Celestia's mother is very disappointed in her.

But I've spoken enough about Cozy. Although everything about the Tartarus situation is horrifying to me, it's not the only thing wrong with the ending. Before we finally close off, we get one last scene with Twilight, Celestia, and Neighsay, the whole purpose of which is to hastily wrap up Neighsay's character arc. And just as I predicted earlier, resolving Neighsay's racism issues automatically comes with him giving his blessing to the school, despite everything that just happened.

I reiterate, Neighsay was proven right on every single count over the course of season eight.

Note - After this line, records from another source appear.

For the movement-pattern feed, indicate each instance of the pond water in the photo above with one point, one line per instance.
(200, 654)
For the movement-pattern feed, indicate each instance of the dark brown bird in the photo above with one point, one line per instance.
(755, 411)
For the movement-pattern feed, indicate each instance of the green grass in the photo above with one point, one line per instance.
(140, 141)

He was right about all the ways that Twilight mismanaged the school, he was right about her and the mane six being recklessly irresponsible, and he was even right about her students causing the anti-magic apocalypse. Everything that just happened here was Twilight's fault. She's the one who gave Cozy the means and opportunity to do this, and she completely failed everybody. If it weren't for the student six and the Tree of Harmony, Equestria would've been doomed. If anything, Twilight should be the one apologising in this scene. Maybe if she'd been running by EEA rules, this wouldn't have happened. Do you think Neighsay would've let a child handle dangerous magical artefacts?

But no, instead, it's all just brushed off as no big deal. "Oh, cheer up, Twilight! So one of your students turned out to be a psychopath and Equestria almost lost its magic permanently because of you, just in your school's first year! Big deal! Everyone makes mistakes! All schools have growing pains! At least the student six turned out alright!"

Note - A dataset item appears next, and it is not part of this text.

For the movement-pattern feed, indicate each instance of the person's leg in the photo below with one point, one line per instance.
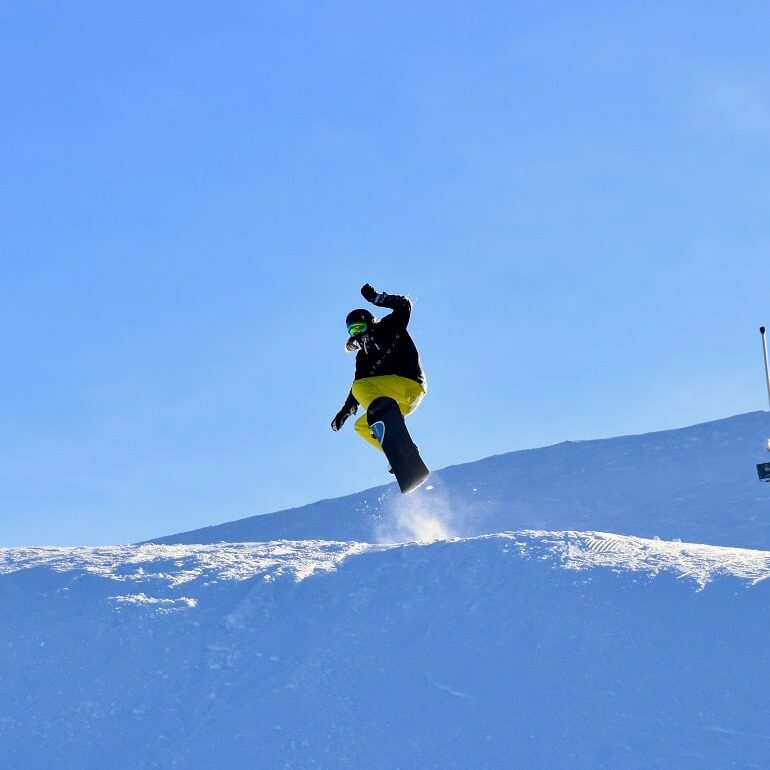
(405, 392)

In general, Neighsay's role in the finale is completely pointless. He's barely a stumbling block for Cozy, and plays no role in resolving the conflict. He was an effective antagonist in the premier, but here, he's pretty much just in the story to reform so that we can have a hackneyed, oversimplified lesson about racism. Neighsay is a racist all season for absolutely no reason, until he sees one example of a pony being evil and non-ponies being good, and this completely turns his worldview around. If only it were that easy in real life.

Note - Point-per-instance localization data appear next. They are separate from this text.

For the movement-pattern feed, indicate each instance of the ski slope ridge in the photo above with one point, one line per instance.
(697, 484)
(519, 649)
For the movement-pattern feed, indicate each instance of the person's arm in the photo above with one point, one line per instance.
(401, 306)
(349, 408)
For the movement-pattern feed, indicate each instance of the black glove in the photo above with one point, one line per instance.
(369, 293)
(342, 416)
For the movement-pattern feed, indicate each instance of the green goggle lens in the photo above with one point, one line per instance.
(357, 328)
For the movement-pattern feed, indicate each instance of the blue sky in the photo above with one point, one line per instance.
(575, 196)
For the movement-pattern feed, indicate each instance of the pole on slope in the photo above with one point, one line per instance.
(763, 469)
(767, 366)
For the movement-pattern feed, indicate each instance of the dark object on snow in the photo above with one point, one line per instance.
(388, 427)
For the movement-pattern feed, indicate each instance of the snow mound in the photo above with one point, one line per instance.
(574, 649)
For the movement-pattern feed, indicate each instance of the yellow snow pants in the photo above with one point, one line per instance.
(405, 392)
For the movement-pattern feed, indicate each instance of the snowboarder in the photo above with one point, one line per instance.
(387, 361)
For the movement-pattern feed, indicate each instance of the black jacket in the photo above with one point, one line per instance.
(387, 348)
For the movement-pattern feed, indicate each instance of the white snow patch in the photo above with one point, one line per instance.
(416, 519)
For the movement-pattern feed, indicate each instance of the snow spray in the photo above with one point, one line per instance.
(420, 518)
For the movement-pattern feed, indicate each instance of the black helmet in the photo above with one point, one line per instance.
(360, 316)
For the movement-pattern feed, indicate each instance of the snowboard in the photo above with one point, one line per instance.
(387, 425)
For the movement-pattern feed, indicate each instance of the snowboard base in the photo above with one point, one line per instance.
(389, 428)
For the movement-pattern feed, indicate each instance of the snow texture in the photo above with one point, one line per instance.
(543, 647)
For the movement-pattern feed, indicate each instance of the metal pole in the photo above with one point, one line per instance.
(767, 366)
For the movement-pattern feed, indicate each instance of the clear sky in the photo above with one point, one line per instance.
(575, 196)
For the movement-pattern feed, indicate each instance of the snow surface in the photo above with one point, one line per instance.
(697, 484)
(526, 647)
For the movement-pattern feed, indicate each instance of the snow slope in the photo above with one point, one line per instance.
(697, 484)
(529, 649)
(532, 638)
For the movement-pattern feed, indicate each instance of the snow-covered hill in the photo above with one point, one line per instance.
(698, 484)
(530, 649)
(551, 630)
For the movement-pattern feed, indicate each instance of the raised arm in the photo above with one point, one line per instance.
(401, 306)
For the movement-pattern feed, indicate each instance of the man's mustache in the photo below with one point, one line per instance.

I also blame Neighsay's role in this story for why Cozy had to be written the way she was. Like I said, if she'd just been Chrysalis in disguise, and the episode was otherwise completely the same, so much about it would've been improved. But if the whole crisis had been engineered by a changeling rather than a pony, it wouldn't have conveniently disproven Neighsay's prejudice. And sure, the writers are fine with throwing a small filly in Tartarus, but God forbid the aging racist bureaucrat doesn't get a redemption arc. Does this not seem a little backwards to anyone else?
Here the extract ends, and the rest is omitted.